Conselho Nacional de Ciência e Tecnologia (CNPQ), Process No. 305691/2006-6. The authors declare no conflicts of interest. “
“In Brazil, 13,758 cases of perinatally-acquired human immunodeficiency virus (HIV) infection were reported as of July 2013.1 Access to combined antiretroviral therapy (cART)
has changed the course of HIV disease among Brazilian perinatally-infected children.2 Sustained adherence to therapy Crizotinib clinical trial is the most important determinant of successful treatment and is especially challenging among HIV-infected children and adolescents due to reasons such as dependency on caregivers, attitudes of defiance/denial, and delay in diagnosis disclosure to Neratinib mouse children.3, 4 and 5 This study’s aim was to evaluate treatment adherence among perinatally HIV-infected children and adolescents based on a biomedical (viral suppression) and a behavioral (cART missed doses) outcome, and to explore possible barriers to satisfactory adherence among the Brazilian population. This was a cross-sectional study conducted in five Brazilian centers, each located in one of the five Brazilian macro-regions. Perinatally HIV-infected children and adolescents (0 to 18 years)

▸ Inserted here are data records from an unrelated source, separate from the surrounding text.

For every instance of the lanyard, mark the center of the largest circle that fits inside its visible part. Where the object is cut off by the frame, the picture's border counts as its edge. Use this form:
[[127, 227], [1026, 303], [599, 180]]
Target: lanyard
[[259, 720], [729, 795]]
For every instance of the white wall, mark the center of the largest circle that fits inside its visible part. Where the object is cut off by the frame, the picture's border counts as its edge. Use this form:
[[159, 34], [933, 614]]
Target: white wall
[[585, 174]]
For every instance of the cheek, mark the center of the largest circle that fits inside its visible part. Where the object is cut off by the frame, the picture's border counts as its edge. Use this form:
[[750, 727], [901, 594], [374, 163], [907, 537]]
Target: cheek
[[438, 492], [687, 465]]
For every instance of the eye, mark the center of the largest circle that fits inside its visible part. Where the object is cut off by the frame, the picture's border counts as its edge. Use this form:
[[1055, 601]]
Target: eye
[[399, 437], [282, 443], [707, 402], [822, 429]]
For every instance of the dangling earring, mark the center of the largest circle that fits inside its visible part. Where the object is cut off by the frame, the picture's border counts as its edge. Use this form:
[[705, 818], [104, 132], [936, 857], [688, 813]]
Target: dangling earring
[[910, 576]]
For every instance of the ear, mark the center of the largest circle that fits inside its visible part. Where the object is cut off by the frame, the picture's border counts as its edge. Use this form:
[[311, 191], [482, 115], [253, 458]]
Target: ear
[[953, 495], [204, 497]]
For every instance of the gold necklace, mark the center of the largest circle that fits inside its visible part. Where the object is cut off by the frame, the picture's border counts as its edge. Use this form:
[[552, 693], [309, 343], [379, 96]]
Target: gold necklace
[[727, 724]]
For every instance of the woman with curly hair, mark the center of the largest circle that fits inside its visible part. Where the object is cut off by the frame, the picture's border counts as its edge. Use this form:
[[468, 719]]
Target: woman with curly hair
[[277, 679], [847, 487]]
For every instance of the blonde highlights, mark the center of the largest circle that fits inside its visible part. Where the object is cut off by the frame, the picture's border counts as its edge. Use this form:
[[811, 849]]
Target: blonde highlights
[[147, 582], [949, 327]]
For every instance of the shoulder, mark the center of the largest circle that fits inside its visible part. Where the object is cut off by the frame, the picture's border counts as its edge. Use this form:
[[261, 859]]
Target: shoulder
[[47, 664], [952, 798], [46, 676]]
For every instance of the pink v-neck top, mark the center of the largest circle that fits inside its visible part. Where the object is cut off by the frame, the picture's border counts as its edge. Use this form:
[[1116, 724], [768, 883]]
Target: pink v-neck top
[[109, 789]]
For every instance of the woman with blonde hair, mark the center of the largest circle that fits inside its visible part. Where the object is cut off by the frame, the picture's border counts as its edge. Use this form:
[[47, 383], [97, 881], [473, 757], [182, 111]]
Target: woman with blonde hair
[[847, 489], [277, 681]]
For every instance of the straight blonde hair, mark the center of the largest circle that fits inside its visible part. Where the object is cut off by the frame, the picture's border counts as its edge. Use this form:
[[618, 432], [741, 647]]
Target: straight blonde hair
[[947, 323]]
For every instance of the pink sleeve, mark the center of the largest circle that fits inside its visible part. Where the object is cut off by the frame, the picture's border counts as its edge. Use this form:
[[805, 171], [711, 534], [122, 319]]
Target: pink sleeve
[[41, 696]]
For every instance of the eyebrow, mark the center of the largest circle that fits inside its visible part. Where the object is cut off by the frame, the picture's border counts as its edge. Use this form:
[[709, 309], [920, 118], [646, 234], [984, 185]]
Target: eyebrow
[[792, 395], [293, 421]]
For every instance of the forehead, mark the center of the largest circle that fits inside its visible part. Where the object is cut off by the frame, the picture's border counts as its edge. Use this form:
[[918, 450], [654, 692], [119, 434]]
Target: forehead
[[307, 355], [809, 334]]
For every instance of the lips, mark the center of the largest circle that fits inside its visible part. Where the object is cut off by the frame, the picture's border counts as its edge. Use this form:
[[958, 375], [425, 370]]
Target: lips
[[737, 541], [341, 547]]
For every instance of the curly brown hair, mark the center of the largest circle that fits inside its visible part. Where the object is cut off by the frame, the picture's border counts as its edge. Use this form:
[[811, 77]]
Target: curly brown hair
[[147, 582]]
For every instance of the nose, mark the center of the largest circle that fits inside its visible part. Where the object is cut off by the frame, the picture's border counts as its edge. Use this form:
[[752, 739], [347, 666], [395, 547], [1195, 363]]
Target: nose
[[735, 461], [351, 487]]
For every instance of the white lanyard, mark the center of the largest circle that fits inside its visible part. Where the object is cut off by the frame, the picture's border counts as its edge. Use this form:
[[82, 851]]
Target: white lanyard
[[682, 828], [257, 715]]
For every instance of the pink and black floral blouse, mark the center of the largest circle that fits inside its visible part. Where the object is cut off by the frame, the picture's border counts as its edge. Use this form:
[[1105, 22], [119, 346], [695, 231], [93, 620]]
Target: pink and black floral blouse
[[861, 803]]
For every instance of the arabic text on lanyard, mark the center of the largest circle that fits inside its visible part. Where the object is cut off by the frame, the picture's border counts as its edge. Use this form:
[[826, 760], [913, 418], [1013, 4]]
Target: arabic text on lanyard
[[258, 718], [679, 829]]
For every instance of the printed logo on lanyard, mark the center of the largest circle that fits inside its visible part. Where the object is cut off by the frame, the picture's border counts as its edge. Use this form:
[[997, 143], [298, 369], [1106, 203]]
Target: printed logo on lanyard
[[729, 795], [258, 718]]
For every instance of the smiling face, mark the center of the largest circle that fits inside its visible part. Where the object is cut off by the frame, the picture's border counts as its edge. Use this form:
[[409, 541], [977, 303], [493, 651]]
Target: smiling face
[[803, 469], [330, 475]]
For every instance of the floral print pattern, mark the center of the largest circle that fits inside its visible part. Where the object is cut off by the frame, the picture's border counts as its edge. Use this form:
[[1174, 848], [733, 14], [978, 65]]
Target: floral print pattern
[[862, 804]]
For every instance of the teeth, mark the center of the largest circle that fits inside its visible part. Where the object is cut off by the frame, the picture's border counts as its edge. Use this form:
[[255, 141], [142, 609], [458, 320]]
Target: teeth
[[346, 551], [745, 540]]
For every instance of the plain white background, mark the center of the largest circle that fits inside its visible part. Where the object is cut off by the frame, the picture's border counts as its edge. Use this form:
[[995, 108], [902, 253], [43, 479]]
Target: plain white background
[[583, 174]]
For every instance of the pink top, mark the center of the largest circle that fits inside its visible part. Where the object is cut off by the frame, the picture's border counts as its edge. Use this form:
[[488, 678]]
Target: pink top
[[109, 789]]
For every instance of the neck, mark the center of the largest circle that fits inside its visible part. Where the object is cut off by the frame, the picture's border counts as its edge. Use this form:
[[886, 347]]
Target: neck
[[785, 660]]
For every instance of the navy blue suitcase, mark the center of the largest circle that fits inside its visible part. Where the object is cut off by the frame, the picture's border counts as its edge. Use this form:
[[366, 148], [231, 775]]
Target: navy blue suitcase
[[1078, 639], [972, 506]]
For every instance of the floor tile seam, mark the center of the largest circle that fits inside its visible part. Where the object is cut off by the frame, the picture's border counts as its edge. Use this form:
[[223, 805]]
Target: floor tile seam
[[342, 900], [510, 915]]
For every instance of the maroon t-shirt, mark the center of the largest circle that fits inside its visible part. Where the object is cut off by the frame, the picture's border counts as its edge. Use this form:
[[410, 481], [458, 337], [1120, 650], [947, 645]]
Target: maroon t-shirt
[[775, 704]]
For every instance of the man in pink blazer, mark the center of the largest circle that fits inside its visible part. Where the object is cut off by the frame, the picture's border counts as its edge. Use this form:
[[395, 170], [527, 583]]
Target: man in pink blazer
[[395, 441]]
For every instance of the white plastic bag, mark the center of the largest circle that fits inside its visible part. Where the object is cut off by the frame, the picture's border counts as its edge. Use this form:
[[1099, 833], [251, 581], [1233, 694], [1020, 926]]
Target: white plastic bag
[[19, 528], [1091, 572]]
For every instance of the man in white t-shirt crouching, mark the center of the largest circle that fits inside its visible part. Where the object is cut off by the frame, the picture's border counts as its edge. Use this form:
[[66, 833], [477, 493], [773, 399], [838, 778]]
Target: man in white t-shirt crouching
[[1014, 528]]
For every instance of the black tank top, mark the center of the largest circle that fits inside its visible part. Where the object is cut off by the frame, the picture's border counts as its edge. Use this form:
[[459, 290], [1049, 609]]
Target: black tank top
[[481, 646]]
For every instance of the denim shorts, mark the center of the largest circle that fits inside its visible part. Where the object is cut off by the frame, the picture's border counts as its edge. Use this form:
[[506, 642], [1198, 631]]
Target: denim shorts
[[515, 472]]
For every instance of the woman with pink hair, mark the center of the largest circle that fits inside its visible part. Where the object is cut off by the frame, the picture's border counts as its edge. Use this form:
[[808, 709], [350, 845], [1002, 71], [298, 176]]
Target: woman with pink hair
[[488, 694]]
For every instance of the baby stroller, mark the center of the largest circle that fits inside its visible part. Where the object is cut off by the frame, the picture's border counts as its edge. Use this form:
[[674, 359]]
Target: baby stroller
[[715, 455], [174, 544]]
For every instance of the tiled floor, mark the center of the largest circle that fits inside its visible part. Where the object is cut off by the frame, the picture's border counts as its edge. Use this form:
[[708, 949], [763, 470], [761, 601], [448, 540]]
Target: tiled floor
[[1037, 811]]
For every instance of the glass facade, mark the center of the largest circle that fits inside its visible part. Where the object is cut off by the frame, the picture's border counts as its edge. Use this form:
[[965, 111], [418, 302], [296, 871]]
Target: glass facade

on cART for at least eight weeks were eligible. Retrievable laboratory evaluations within six months of the study’s inception were recorded. Study participation was offered as patients attended regular clinic visits with their legal guardians. Study centers have routine adherence support
initiatives that include individual and familiar counseling and group activities; these strategies were not modified during study enrollment. After signing the informed consent, caregivers and adolescents answered structured questionnaires that included sociodemographic information, number of missed doses of cART in the last three days, and the short version of the World Health Organization (WHO) questionnaire for quality of life (WHOQOL-BREF).6 Adherence assessment was peformed by trained healthcare workers with caregivers whenever Paclitaxel the patient was a child (< 13 years), and directly with adolescents. All caregivers answered the Alcohol, Smoking, and Substance Involvement Screening Test (ASSIST).7 Anxiety and depression were assessed among caregivers and adolescents using the Hospital Anxiety and Depression Scale (HADS).8 Medical records were reviewed aiming to collect data, including: acquired immunodeficiency syndrome (AIDS) defining diagnosis, previous hospitalizations, CD4 + T lymphocyte cell counts, HIV viral load, and information about the reason for initial HIV test (symptomatic children vs. HIV-exposed children screened in the context of family screening). Pharmacy records were electronically available at every clinical center and routine dispensing was scheduled to occur on a monthly basis.